Bilder von Traktoristinnen oder Kranführerinnen sollten die im Sozialismus verwirklichte Gleichberechtigung beweisen, gleichzeitig rekelten sich knapp bekleidete Pin-up-Schönheiten auf den Titelbildern von Zeitschriften. Ein Widerspruch, den der „Für Dich“-Chefredakteur Gerhard Pfab aufzulösen versuchte: „Die sozialistische Illustrierte sieht in der Frau nicht das Lustobjekt des Mannes, sondern eine ebenbürtige, gleichberechtigte Partnerin im Kampf um die sozialistische Zukunft. Haben wir deshalb weniger Freude an der Schönheit? Zeigen wir also unseren Lesern, dass die schöne Frau klug und die kluge Frau schön sein kann.“ Trotzdem verströmen die Badenixen am Strand von Binz, die ausgerechnet einen Micky-Maus-Badereifen vom Klassenfeind präsentieren, und die Himmelbett- und Badewannen-Verführerinnen, die Schwarzer aufnahm, exakt die muffige Erotik, die gleichzeitig auch in West-Magazinen zu finden war.

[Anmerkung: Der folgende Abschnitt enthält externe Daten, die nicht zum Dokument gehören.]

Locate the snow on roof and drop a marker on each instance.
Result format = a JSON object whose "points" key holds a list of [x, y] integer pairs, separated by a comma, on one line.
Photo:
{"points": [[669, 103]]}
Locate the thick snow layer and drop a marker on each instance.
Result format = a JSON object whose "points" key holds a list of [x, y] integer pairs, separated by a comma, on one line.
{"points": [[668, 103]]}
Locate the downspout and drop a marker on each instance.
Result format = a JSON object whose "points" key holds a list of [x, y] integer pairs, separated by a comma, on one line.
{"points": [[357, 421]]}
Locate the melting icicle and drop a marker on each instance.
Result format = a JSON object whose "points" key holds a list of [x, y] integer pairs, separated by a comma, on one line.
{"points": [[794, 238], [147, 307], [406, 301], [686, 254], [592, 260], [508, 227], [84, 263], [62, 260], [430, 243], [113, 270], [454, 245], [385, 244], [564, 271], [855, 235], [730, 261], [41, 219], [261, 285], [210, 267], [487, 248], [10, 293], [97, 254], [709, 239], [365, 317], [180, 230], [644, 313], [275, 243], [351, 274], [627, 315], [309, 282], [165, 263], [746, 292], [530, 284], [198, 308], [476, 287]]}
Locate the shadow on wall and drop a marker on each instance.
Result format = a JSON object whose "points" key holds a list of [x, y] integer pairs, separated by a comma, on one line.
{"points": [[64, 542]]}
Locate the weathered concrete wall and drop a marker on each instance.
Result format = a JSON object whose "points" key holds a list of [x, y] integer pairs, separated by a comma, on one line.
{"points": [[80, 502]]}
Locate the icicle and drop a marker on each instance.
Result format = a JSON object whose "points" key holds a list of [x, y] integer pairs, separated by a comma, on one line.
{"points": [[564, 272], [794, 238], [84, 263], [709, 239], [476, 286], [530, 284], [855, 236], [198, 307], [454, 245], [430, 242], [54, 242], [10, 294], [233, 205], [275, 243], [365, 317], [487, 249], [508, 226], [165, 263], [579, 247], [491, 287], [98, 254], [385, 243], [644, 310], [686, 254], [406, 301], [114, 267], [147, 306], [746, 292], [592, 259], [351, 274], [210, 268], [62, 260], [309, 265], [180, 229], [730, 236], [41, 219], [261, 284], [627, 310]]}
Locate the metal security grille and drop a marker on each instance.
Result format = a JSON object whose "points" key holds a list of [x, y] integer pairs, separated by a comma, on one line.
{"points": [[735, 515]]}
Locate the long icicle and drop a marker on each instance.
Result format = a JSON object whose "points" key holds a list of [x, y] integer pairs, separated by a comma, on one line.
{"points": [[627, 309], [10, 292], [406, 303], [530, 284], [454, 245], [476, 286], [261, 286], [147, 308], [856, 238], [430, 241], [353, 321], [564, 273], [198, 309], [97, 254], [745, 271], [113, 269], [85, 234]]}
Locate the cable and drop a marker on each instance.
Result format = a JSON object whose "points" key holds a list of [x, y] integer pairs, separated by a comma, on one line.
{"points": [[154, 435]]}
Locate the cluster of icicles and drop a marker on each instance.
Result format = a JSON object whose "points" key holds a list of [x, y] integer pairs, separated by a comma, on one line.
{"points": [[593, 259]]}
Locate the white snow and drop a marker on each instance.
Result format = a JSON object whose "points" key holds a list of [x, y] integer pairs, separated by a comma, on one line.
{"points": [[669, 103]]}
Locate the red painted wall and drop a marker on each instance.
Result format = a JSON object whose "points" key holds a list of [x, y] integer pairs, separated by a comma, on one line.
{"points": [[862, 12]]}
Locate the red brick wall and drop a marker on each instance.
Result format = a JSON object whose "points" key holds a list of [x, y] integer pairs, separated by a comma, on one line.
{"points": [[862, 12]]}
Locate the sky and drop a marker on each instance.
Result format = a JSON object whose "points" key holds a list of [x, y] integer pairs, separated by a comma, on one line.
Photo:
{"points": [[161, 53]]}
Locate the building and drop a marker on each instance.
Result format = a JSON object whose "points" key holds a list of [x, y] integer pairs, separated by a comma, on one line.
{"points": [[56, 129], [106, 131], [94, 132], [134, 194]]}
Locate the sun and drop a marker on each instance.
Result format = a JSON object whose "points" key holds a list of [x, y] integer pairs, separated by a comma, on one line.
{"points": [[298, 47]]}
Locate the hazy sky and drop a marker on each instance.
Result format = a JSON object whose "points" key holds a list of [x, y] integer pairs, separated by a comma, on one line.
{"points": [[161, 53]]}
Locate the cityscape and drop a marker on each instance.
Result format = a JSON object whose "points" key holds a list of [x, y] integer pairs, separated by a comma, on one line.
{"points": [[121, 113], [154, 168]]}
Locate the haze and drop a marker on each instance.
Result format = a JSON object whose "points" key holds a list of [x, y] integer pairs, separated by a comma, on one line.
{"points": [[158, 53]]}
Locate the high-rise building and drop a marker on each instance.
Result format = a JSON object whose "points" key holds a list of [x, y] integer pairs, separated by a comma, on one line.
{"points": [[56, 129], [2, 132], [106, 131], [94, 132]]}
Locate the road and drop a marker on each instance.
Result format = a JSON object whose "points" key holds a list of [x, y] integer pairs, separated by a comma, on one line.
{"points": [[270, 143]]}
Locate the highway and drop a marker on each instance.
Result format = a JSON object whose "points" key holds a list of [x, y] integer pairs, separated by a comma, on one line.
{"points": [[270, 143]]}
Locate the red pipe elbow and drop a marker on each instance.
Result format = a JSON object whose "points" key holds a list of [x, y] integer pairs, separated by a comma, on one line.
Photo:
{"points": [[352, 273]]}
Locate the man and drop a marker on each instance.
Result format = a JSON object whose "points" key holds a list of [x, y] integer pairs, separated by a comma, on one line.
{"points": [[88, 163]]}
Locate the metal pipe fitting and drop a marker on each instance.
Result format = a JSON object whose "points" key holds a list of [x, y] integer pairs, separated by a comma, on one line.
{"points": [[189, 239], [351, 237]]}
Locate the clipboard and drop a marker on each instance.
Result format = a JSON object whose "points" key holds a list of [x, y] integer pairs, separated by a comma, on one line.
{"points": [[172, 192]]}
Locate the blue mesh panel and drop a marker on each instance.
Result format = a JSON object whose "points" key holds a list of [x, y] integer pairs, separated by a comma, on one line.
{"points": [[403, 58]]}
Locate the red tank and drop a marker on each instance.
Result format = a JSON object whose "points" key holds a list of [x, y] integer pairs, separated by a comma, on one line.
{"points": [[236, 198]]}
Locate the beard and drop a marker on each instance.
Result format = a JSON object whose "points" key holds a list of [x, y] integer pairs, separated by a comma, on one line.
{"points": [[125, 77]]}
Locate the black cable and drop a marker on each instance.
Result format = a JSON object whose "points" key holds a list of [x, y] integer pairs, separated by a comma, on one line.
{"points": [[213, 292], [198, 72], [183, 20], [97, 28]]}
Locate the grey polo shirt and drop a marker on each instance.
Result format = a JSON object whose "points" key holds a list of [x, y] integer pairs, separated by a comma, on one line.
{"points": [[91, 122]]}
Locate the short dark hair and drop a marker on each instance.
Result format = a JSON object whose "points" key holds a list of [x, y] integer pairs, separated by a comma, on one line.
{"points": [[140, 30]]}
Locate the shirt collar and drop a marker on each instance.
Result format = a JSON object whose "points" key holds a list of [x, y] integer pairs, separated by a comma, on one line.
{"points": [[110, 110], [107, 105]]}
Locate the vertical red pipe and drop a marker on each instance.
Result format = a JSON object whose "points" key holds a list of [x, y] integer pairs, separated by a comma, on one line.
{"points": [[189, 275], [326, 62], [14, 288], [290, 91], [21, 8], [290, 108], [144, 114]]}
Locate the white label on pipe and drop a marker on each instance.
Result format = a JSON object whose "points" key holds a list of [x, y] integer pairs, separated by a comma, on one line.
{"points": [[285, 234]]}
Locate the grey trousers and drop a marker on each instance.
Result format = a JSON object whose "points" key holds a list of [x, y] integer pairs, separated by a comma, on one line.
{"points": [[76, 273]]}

„Das Negative will doch keiner sehen“, lautete das Credo von Martin Schmidt, der es als gefragter freier Fotograf zu einer Fünf-Raum-Wohnung am Kollwitzplatz brachte. Seit 1947 war er Mitglied der SED, in den späten sechziger Jahren arbeitete er als Informant für die Staatssicherheit, bis er nach drei Jahren wegen „Unzuverlässlichkeit“ herausflog. Kurt Schwarzer verstand sich hingegen als „unpolitischer Handwerker“ und verweigerte den Eintritt in die Partei. Er stieg zum Werbespezialisten in einem Land auf, das eigentlich keine Werbung brauchte, weil viele Waren oft gar nicht zu haben waren. Schwarzer rückte einen Tischgrill der Marke „Elgen“ ins beste Licht, arrangierte übervolle Festmahl-Teller für das Rezeptheft „Neue Fischtips“ und ließ den nagelneuen Wartburg „Tourist 353“ durch die Plattenbauviertel von Halle an der Saale kreuzen. Er kostete 17 700 Mark, aber auf die Lieferung – das zeigen die Bilder nicht – musste der Kunde jahrelang warten.
Deutsches Historisches Museum, täglich 10–18 Uhr. Ein Magazin zur Ausstellung (60 S.) kostet 7 €, der im Quadriga Verlag erschienene Bildband (304 S.) 29,99 €.